5

Es war halb sieben. Ich verließ die Eingangshalle und schlurfte über den nassen Kies zum Auto. Gelbe Neonröhren beleuchteten den Weg. Fünfzig Meter weiter links stand der Firmenkiosk. Die rote Lottoreklame flackerte unruhig. Ich ging hin und klopfte an die Scheibe. Durch das verregnete Glas sah ich undeutlich eine kleine Gestalt heranhinken, wie ein alter Kahn bei Wellengang. Sie blinzelte zögernd durchs Fenster, bevor sie es zur Seite schob.

»Wassen?«

Die Glöcknerin von Notre-Dame war kaum größer als die Theke. Ich hätte bequem mein Bier auf ihrem Kopf abstellen können. Aus ihrer Nase lief Wasser, und über Kinn und Oberlippe wuchs ein zerzauster Ziegenbart. Es kostete sie Mühe, zu mir aufzuschauen. Ich legte einen Zwanzigmarkschein in das Tellerchen.

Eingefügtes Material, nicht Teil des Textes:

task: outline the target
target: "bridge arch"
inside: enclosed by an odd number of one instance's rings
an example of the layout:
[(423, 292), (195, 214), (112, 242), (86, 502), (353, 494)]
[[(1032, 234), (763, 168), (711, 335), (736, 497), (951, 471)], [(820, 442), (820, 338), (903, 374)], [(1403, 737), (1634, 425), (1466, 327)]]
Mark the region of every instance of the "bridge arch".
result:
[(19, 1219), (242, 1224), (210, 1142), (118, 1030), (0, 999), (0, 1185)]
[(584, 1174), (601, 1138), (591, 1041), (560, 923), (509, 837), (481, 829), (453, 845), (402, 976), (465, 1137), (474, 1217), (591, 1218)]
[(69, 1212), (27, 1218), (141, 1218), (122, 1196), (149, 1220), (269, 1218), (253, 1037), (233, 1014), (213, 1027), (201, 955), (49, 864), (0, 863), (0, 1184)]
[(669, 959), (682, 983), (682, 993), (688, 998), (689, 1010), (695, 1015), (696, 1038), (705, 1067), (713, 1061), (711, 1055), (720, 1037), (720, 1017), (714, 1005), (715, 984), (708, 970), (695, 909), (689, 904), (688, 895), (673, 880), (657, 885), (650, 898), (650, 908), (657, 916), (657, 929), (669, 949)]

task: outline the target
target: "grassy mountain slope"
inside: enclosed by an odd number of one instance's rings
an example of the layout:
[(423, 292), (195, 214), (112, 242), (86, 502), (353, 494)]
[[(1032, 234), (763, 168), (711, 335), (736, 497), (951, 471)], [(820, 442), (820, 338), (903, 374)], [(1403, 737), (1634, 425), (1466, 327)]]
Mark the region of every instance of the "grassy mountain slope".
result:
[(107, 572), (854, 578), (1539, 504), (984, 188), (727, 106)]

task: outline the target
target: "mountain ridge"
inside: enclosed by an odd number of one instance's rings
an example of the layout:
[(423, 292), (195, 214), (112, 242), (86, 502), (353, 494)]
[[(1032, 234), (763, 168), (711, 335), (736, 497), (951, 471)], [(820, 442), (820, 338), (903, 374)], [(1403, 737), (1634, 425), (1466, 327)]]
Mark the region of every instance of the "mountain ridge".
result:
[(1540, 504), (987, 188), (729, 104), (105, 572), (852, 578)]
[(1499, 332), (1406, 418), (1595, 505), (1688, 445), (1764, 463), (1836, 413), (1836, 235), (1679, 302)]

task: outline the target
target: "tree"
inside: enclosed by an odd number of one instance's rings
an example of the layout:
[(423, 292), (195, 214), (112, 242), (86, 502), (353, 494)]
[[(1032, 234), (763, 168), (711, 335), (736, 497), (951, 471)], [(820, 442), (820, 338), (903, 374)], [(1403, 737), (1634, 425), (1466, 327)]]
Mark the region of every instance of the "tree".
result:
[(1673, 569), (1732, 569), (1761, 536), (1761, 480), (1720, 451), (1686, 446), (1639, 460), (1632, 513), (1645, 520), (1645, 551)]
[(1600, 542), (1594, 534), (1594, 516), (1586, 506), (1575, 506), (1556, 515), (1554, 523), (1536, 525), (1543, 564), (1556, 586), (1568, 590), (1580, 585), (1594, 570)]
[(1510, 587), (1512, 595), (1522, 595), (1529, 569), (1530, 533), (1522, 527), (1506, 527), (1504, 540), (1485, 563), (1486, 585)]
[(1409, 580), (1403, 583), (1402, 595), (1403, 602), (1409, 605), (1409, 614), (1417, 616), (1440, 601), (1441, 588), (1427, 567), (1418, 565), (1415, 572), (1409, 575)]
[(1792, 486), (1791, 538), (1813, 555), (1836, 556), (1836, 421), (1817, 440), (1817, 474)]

»Zwei Packungen Lucky und einen Nulldrei-Asbach.« Ihre krummen Finger nahmen das Geld und schoben es unter die Theke. Dann hangelte sie sich zum Zigarettenregal und danach zu Keksen und Alkohol. Es dauerte seine Zeit, aber sie fand alles. Sie kramte in der Kasse und schob das Wechselgeld über die Theke. Durch die offene Hintertür sah ich ein altes, eisernes Bettgestell.

»Wohnen Sie auch hier?«

»Geht Sie das was an?«

»Frage nur. Vielleicht haben Sie in der Nacht des Anschlags was gehört.«

»Den Knall hab ich gehört. Wie jeder.« Während sie sprach, hielt sie den Kopf gesenkt.

»Keine Schüsse?«

»Doch.«

»Wann?«

»Vorher.«

»Vorher?«

»Na und?«

»Wieviel Zeit verging zwischen den Schüssen und dem großen Knall?«

»Weiß nicht. Hab keine Uhr.«

»Fünf Minuten, halbe Stunde, Stunde?«

»Zehn Minuten.«

»Sind Sie sicher?«

»Haben Sie, was Sie wollen? Ist schon lange Feierabend.«

Langsam schob sie die Scheibe zu.

»Kannten Sie Herrn Böllig?«

Ein paar Zentimeter fehlten noch. Sie stockte. »Das kann man wohl sagen.«

Das Fenster war zu. Ihr Schatten kroch durch die Hintertür hinaus. Ich zündete mir eine Zigarette an, schlürfte vom Asbach und trottete zu Riebls Golf. Direkt dahinter stand ein Renault fünf. Ich stieg in den Golf und fuhr den Weg hinunter zur Hauptstraße. Kurz vor der Autobahnauffahrt war der Renault hinter mir. Ich bremste und ließ ihn herankommen. Außer dem Fahrer war keiner im Wagen. Auf der Autobahn überholte ich vier Laster, lenkte scharf zurück auf die rechte Spur und ging runter auf achtzig. Der Renault sauste links vorbei. Ich beschleunigte, und zwei Minuten später hatte ich ihn wieder. Mit knappen siebzig kroch er über die Straße. Ich war kaum vorbei, als er wieder anzog und mir hinterher jagte. Ich veränderte die Taktik und testete, wieviel aus einem Golf rauszuholen ist. Bei hundertsiebzig dachte ich an Riebls Gesicht, wenn ich ihm sein Auto ohne Türen zurückbringen würde. Ich drosselte auf hundertdreißig und gewöhnte mich an die Scheinwerfer des Renaults. Bei der Ausfahrt Frankfurt-West steuerte ich den Wagen Richtung Messe, dort gab es eine Sackgasse. Der Renault beschattete mich weiter so unauffällig wie eine Polizeieskorte. Entweder war es ein Profi, der mir angst machen wollte, oder ein Anfänger. Ich raste mit siebzig die Straße hinunter, bremste an der Ecke ab und riß das Steuer nach links. Als ich den Renault ebenso gewagt um die Ecke kommen sah, beschleunigte ich nochmal kurz und machte eine Vollbremsung. Der Teer war naß und mit glitschigem Laub bedeckt. Ich rutschte nach rechts weg und stand quer zur Fahrbahn. Mein Beschatter knallte mir mit quietschenden Reifen auf die Fahrertür. Ich sprang über den Beifahrersitz auf die Straße, rannte um den Renault herum und riß die Tür auf.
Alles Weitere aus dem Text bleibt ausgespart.